Stepping Up the Cybersecurity Game: Protecting Online Services from Malicious Activity
- Author(s): Stringhini, Gianluca
- Advisor(s): Kruegel, Christopher
- et al.
The rise in popularity of online services such as social networks,
web-based emails, and blogs has made them a popular platform for attackers.
Cybercriminals leverage such services to spread spam, malware, and steal
personal information from their victims.
In a typical cybercriminal operation, miscreants first infect their victims' machines with malicious software and have them
join a botnet, which is a network of compromised computers. In the second step,
the infected machines are often leveraged to connect to legitimate online
services and perform malicious activities.
As a consequence, online services receive activity from both
legitimate and malicious users.
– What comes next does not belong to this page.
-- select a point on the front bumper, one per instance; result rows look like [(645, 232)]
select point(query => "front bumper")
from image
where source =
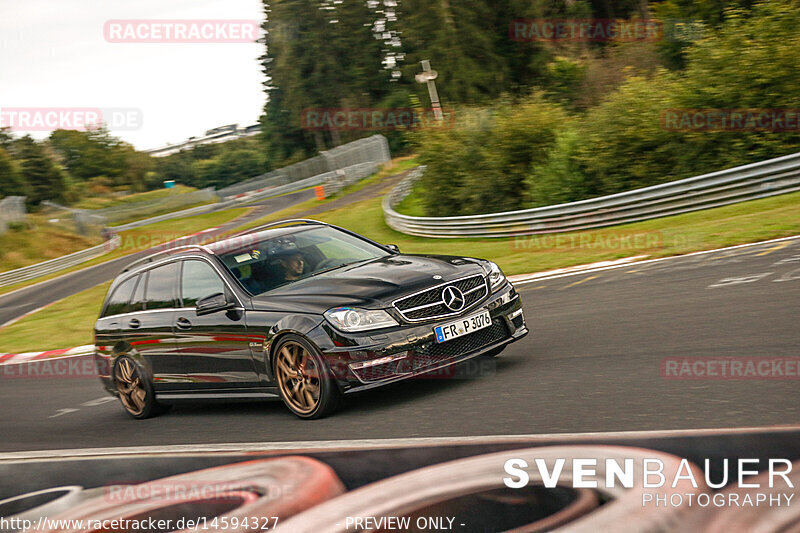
[(363, 362)]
However, while legitimate users use these services for the
purposes they were designed for, malicious parties exploit them for their
illegal actions, which are often linked to an economic gain. In this thesis, I show
that the way in which malicious users and legitimate ones interact with Internet
services presents differences. I then develop mitigation techniques that
leverage such differences to detect and block malicious parties that misuse
As examples of this research approach, I first study the problem of spamming
botnets, which are misused to send hundreds of millions of spam emails to
mailservers spread across the globe. I show that botmasters typically split a
list of victim email addresses among their bots, and that it is possible to
identify bots belonging to the same botnet by enumerating the mailservers that
are contacted by IP addresses over time. I developed a system, called
BotMagnifier, which learns the set of mailservers contacted by the bots belonging
to a certain botnet, and finds more bots belonging to that same botnet.
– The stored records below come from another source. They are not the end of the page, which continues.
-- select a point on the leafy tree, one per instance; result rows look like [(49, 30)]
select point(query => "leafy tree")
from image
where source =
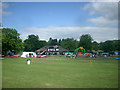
[(11, 41), (86, 42), (32, 43)]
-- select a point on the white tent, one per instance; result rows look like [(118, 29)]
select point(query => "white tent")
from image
[(29, 54)]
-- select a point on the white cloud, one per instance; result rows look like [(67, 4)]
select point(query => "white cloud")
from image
[(3, 9), (107, 11), (59, 32)]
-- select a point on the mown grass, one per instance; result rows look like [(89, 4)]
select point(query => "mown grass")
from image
[(60, 72)]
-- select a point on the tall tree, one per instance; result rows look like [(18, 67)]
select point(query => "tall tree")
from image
[(11, 41), (86, 42), (32, 43)]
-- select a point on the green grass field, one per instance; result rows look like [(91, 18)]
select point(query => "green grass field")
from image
[(60, 72)]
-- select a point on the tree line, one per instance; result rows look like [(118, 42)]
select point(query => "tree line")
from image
[(11, 41)]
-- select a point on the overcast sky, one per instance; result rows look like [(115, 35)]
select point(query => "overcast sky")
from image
[(62, 19)]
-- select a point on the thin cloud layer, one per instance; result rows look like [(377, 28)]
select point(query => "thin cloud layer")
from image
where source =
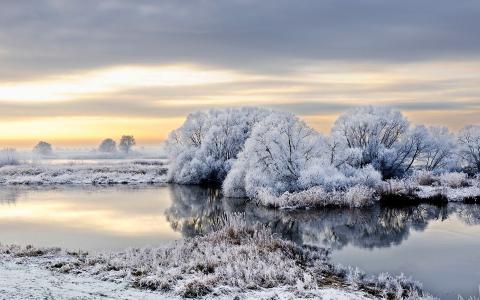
[(159, 60)]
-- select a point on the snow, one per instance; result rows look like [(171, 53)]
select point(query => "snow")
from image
[(84, 174), (238, 259), (29, 280)]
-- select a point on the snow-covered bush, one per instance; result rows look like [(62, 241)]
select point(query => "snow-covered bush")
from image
[(8, 156), (453, 179), (469, 144), (440, 155), (384, 138), (205, 146), (285, 163), (275, 155), (108, 146), (43, 148), (234, 260), (317, 196)]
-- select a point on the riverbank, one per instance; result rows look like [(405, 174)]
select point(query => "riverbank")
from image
[(238, 260)]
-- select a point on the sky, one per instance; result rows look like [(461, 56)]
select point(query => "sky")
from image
[(75, 72)]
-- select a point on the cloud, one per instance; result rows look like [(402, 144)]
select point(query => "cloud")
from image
[(40, 36)]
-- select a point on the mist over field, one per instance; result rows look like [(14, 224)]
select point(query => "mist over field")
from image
[(239, 149)]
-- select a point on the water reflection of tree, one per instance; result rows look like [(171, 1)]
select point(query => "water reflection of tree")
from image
[(197, 210), (9, 195)]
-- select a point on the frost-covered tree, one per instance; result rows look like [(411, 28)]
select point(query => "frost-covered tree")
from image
[(126, 143), (382, 137), (469, 147), (43, 148), (441, 153), (283, 154), (107, 146), (8, 156), (204, 147), (278, 151)]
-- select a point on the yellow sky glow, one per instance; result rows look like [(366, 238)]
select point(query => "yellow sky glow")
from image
[(169, 92)]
I then study the problem of misused accounts on online social networks. I first
look at the problem of fake accounts that are set up by cybercriminals to spread
malicious content. I study the modus operandi of the cybercriminals
controlling such accounts, and I then develop a system to automatically flag a
social network accounts as fake. I then look at the problem of legitimate
accounts getting compromised by miscreants, and I present COMPA, a system that
learns the typical habits of social network users and considers messages that
deviate from the learned behavior as possible compromises.
As a last example, I present EvilCohort, a system that detects communities of
online accounts that are accessed by the same botnet. EvilCohort works by
clustering together accounts that are accessed by a common set of IP addresses,
and can work on any online service that requires the use of accounts (social
networks, web-based emails, blogs, etc.).